Insgesamt ein toller Abend, bei dem höchstens der Moshpit genervt hat...aber das gehört nun mal dazu.
Traurig und schade ist das!!! Ein Festival mit einem so ausgesucht tollen Line-Up, dass ich es um nichts hätte verpassen wollen und sogar einem Freund absagen musste, für den ich eigentlich an diesem Wochenende hätte auflegen solle. Und wie viele Gäste waren da? 700, wenn man beide tage zusammenrechnet. Ich will gar nicht wissen, wie groß die Verluste der Veranstalter waren... Aber nichtsdestotrotz war es ein absolutes Highlight des Sommers!
Neben Bands, die ich unbedingt live sehen wollte wie zum Beispiel My Latest Novel, Gravenhurst, Forward Russia!, The Robocop Kraus und Amusement Parks On Fire haben noch soooo viele andere Bands gespielt, von denen ich noch nie was gehört hatte und die allesamt grandios waren! Lediglich 2 der Bands die ich gesehen habe haben mich nicht überzeugt!
Meine Höhepunkte des Festivals waren: Kubichek!, Ravonettes, Hot Club De Paris, Forward Russia!, My Latest Novel, Gravenhurst und Monoland.

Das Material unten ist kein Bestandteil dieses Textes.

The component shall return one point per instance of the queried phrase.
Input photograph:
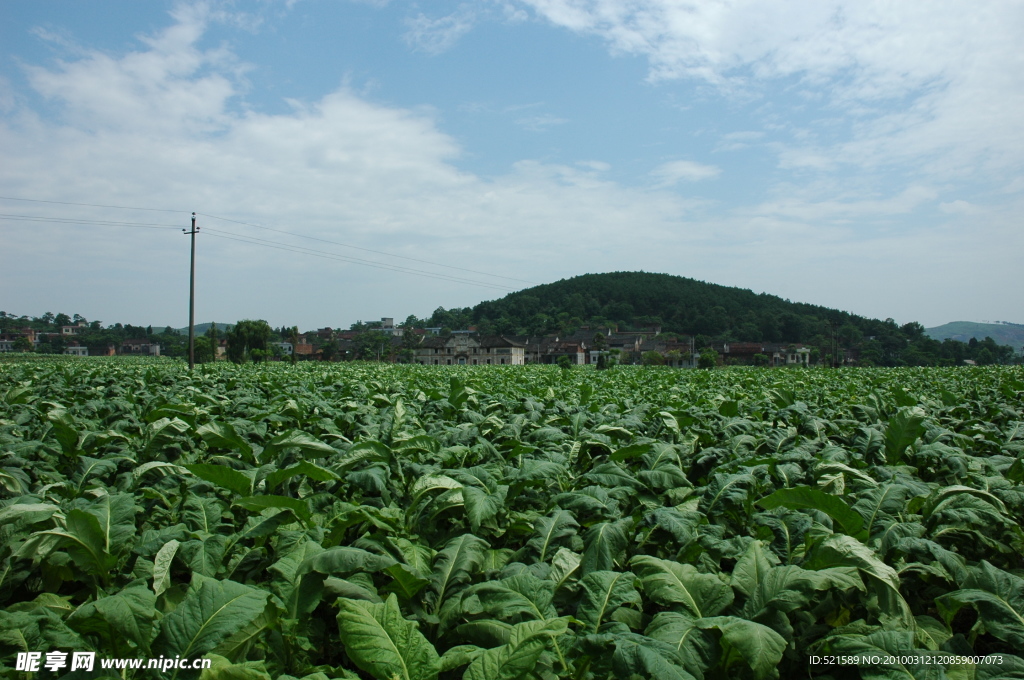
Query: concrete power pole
(192, 298)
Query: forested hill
(637, 299)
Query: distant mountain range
(201, 329)
(1004, 334)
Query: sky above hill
(351, 160)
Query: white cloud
(676, 171)
(167, 126)
(941, 82)
(435, 36)
(958, 207)
(541, 122)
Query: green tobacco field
(504, 522)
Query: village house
(468, 348)
(140, 346)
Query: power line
(257, 242)
(95, 222)
(369, 250)
(344, 258)
(399, 268)
(90, 205)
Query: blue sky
(863, 156)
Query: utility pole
(192, 298)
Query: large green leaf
(223, 476)
(519, 656)
(211, 611)
(306, 468)
(688, 640)
(384, 644)
(125, 615)
(637, 655)
(602, 544)
(602, 593)
(455, 564)
(304, 441)
(260, 503)
(752, 567)
(807, 497)
(840, 550)
(903, 430)
(670, 583)
(551, 532)
(482, 504)
(342, 560)
(222, 435)
(759, 645)
(998, 597)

Ich war völlig überwältigt von so viel guter Musik und muß mir jetzt erst mal ne ganze Menge neue CDs zulegen, befürchte ich....

Unverhofft kommt oft und so reiste ein ganzer Pulk von KRIEGERBEATZ Stammleuten in letzter Minute doch noch zum HURRICANE-Festival.
Absolute Highlights des Wochenendes waren The Gossip (was eine Tonne, was eine Stimme, die Frau ist der Hammer!!), Sigur Ros (du hattest immer Recht, Alex), Blackmail , Billy Talent und nicht zu vergessen The Weepies .
Enttäuschend waren leider Live (eine meiner absoluten Lieblingsbands, der Sänger sollte sich aber mal um sein Ego kümmern), Archive (ansonsten live der absolute Hammer; waren diesmal unstimmig und bei jedem Song, der vom neuen Sänger dargeboten wurde, total fade)
Das größte Ärgernis war allerdings der WM-bedingte Ausfall von Nada Surf . Wenige Minuten, bevor Nada Surf spielen sollten (wir waren alle schon vor der Bühne versammelt) verkündete Ollie Schulz (ohne den Hund Marie) dass Nada Surf nach hinten verlegt wurden und jetzt erstmal Fußball über die Leinwände gezeigt wird. Wie sich später rausstellte, war nie geplant, Nada Surf zu verlegen, sie sollten einfach gecanceled werden. Die Band spielte dann in der Halbzeit 4 Songs, mussten dann aber wieder von der Bühne, woraufhin das Publikum eine Protestschreien anfing, wie ich es selten erlebt habe. Das war die beschissenste Aktion, die ich auf einem Festival je erlebt habe. Schließlich hatten wir Geld gezahlt um Musik zu hören und nicht um die verdammte WM zu sehen!!! Grrrrrrrrrr
Aber der absolute Höhepunkt des Wochenendes war der echte Hurricane, der am Sonntag Abend über das Gelände fegte und absolut alles unter Wasser setzte. Daß aufgrund dieses Unwetters Muse nicht spielen konnten, weil man befürchtete, die Bühne könnte umkippen (bzw Teile der Bühne runterstürzen) war zwar schade, aber so beeindruckend wie das Wetter hätten Muse eh nicht sein können.